According to energy consultancy Wood Mackenzie, there are scrubbers for more than 2 000 ships on order. Essentially, the majority are either choosing to or are being forced to switch to the higher end marine gas oil. This could have adverse implications as pressure mounts on suppliers of low sulphur fuels with higher demands resulting in reduction of availability for trucks and aeroplanes, which will cause prices to spike. However, the IMO says there are more than adequate supplies of low-sulphur products.

Compliance will be the biggest hurdle to ensure the aims of the regulations are met. Goldman Sachs estimates that compliance will be around 80% in 2020 but gradually rising to 95% by 2024 (see https://avantismarine.com, accessed 7-9-2020). One must keep in mind that many ports will not have the capabilities to adequately test the content of sulphur in the vessels fuel.

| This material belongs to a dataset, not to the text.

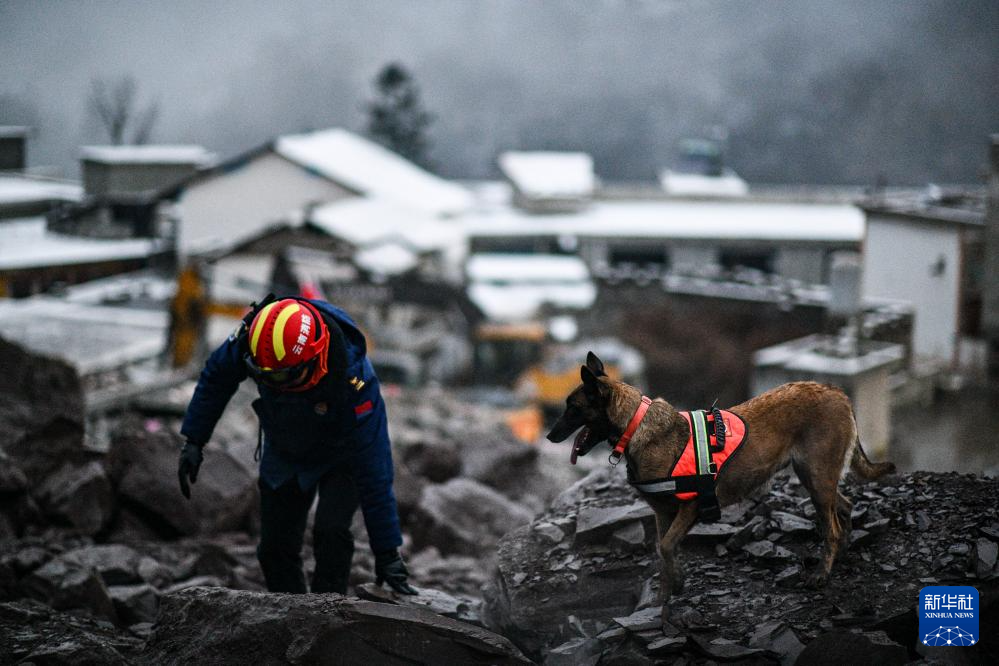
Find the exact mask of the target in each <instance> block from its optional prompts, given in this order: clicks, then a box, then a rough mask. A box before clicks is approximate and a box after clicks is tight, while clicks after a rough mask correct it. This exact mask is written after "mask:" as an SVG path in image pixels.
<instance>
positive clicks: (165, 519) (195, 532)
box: [110, 420, 257, 537]
mask: <svg viewBox="0 0 999 666" xmlns="http://www.w3.org/2000/svg"><path fill="white" fill-rule="evenodd" d="M181 446H182V441H181V439H180V436H179V435H177V434H175V433H171V432H168V431H165V430H161V429H153V430H152V431H150V429H148V428H146V427H145V425H144V424H143V423H141V422H138V421H136V420H129V421H126V422H125V423H123V424H122V426H121V427H120V428H119V430H118V431H117V432H116V434H115V436H114V438H113V440H112V449H111V453H110V460H111V469H112V478H113V479H114V481H115V482H116V484H117V487H118V498H119V501H120V502H121V503H122V504H123V505H124V506H127V507H128V508H129V509H130V510H131V511H132V512H134V513H136V514H138V515H140V516H141V517H142V518H143V519H144V520H145V522H146V523H147V524H149V525H150V526H151V527H153V528H154V529H155V530H157V531H158V532H159V533H160V534H161V535H162V536H166V537H175V536H179V535H194V534H217V533H219V532H225V531H229V530H235V529H238V528H240V527H242V526H243V525H244V524H245V523H246V522H247V520H248V519H249V516H250V514H251V512H252V511H253V510H254V508H255V507H256V493H257V487H256V480H255V479H254V477H253V475H252V474H251V473H250V472H248V471H247V470H246V468H245V467H243V466H242V465H240V464H239V463H238V462H236V461H235V460H234V459H233V457H232V456H230V455H229V454H228V453H226V452H224V451H220V450H218V449H216V448H214V447H212V446H209V447H208V448H207V449H206V450H205V460H204V463H203V464H202V466H201V472H200V474H199V475H198V481H197V483H195V484H194V485H192V486H191V499H190V500H186V499H185V498H184V497H183V495H181V494H180V489H179V487H178V485H177V457H178V454H179V453H180V449H181Z"/></svg>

However, there are concerns that despite the millions that will be spent in fiat money (government-issued currency that is not backed by a physical commodity, such as gold or silver, but rather by the government that issued it (www.investopedia.com, accessed 11-9-2020)) on new fuels and retrofitting vessels with scrubbers and other measures mentioned above to achieve the sulphur cap as per the regulations it will do very little overall in reducing the shipping sector’s carbon footprint. Presently there is a high demand for scrubbers but questions still remain regarding their longevity. Some ports such as Singapore and the United Arab Emirates have banned this type of cleaning system.

In the private sector, ship-owners are looking at ways to reduce air pollution and emissions. Some have looked at slow-steaming, which will have the positive effect of decreasing capacity in a market where freight rates have been dropped. Companies such as Maersk are investing billions into cleaner technology development.

In May 2019 at a meeting of the IMO’s Marine Environment Protection Committee in London it was agreed to consider slow-steaming as a short term measure to speed up energy efficiency requirements for new container and cruise ships. These measures could reduce approximately 2% of CO2 emissions between 2022 and 2050, according to the International Council on Clean Transportation.

There are also mixed opinions concerning switching to low sulphur fuel. It is argued by persons like Hiroki Sato, Managing Executive Officer at JERA, that this move will not be enough. It is argued that despite the increased cost the move will only reduce CO2 levels by approximately 20%. Some advocates of clean shipping are saying companies need to be building new vessels to meet the IMO’s 2050 target.

At the time of writing this article, South Africa promised to pass new legislation in line with the new 0,5% sulphur regulation. What is clear is that the maritime industry’s carbon footprint must be drastically reduced and the IMO 2020 has prioritised the maritime industry becoming an environmentally sustainable and green industry. The result of these new regulations pertaining to sulphur content are still to be seen. However, the problem will need to be addressed in a sensible way that does not completely hamstring the industry.

Nicholaas Kade Smuts LLB (Unisa) LLM Shipping Law (UCT) is a legal practitioner in Cape Town.